Vendeurs de billets : offre et demande ou trompeurs et malhonnêtes ?

Published on 8 February 2017

Le marché secondaire de la billetterie pour les spectacles qui se remplissent pendant toute leur durée est un sujet émouvant. Elton John et Cameron Mackintosh sont deux noms qui ont récemment mis en lumière ce problème et, avec les producteurs de Harry Potter et l’Enfant Maudit, ont pris des mesures actives pour protéger leur public. Mais de quoi les protègent-ils ?

    Les Ferrymen, actuellement à l’affiche au Royal Court, de Jez Butterworth, affiche complet bien à l’avance. Il n’y a aucun billet disponible auprès des fournisseurs de billets agréés, sauf pour les rares retours. C’est une histoire similaire à sa pièce Jerusalem de 2009, qui a vu des gens faire la queue toute la nuit dans l’espoir de décrocher un billet.

Cet effet « ticket d’or » captive une fois de plus les spectateurs, tous désireux de faire partie des rares exclusives à avoir réussi à voir l’une des productions les plus commentées de la saison. Pour la plupart, nous devons subir la déception de passer à côté d’un fragment de l’histoire théâtrale moderne, mais pour d’autres, c’est devenu une opportunité à exploiter. 

     Pour cette production à guichets fermés, des billets sont actuellement disponibles sur un site d’échange/revente de billets (appartenant à eBay) jusqu’à 300 £ par billet, la valeur nominale n’étant qu’une fraction de ce prix. Les billets que je mentionne sont pour la rangée B du balcon, le bar le plus éloigné d’une rangée de la scène que possible. 

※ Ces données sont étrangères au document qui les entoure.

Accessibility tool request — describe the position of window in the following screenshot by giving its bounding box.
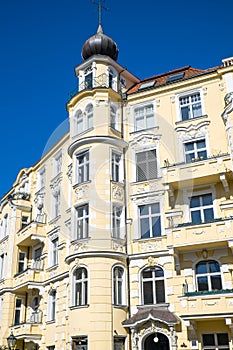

Alors pourquoi les gens les vendent-ils et pourquoi les achètent-ils ?
     Collectivement, nous devrions simplement cesser d'utiliser ces chaînes utilisées par les vendeurs de billets et ne pas les laisser profiter de l'amour des gens pour le théâtre. La raison de leur existence est de nourrir le besoin des gens d’être dans cette poignée d’exclusivités et, malheureusement, les gens paieront pour cela, qu’ils soient ou non spectateurs de théâtre. Il transforme le théâtre en une marchandise pour la société. L’art n’est plus valorisé, les artistes vénérés ou le public respecté, mais pour cette minorité, cela devient quelque chose dont il peut se vanter à table le week-end suivant ou quelque chose à utiliser pour impressionner un client ou un partenaire. Quant à ceux qui les vendent, ils ne sont pas les amis de la communauté des théâtres. 

Qui perd ?
     Nous en avons tous un. Les personnes qui veulent aller au théâtre passent à côté des billets et des espaces authentiques dans l’auditorium. Les personnes qui paient le prix gonflé perdent ; Payer 300 £ pour un billet qui devrait coûter environ 15 £. Les fournisseurs honnêtes et agréés perdent leur avantage. L’argent supplémentaire gagné sur ces billets ne revient pas aux compagnies qui servent la troupe de théâtre, ni aux acteurs ni au dramaturge. Les théâtres ont besoin que leurs spectateurs les soutiennent et achètent des billets via leurs partenaires agréés pour maintenir le flux des nouvelles œuvres et préserver la merveilleuse institution qu’ils est. C’est grâce à la chance de succès immenses comme The Ferryman que cela génère les revenus tant attendus. 

Que devriez-vous faire ?
     Si vous avez un billet de rechange ou si vous ne pouvez pas assister à une représentation, appelez l’agence auprès de laquelle vous avez acheté et voyez s’ils peuvent modifier les billets pour une autre représentation. Sinon, donnez-les à un ami ; Ne les laissez pas se perdre. Si vous souhaitez récupérer votre investissement, ce que vous avez payé à l’origine est la bonne façon de procéder. Tout ce qui est au-delà, c’est du profit.
     Une partie de la beauté du théâtre réside dans son efémaire. Les théâtres ne peuvent accueillir qu’un certain nombre de personnes, donc une fois la production terminée, elle est finie. Il n’y en a plus. Essayez de trouver un ticket auprès d'un fournisseur agréé (j'imagine que leur liste de retours est étendue), mais cela vaut le coup d'essayer – et c'est éthique. Vous ressentirez aussi bien plus de satisfaction en regardant The Ferryman en sachant que vous n'avez pas été surfacturé de centaines de livres, au bon endroit, et que vous n'avez pas simplement acheté votre entrée.
     Le buzz créé par The Ferryman au Royal Court signifie que la prochaine fois qu’il y aura une pièce de Jez Butterworth, je serai le premier à obtenir mon billet auprès d’un fournisseur agréé comme London Theatre Direct, et non d’un site secondaire une fois le spectacle complet et les options limitées.

Harrison Fuller

By Harrison Fuller

Directeur de théâtre, écrivain, créateur.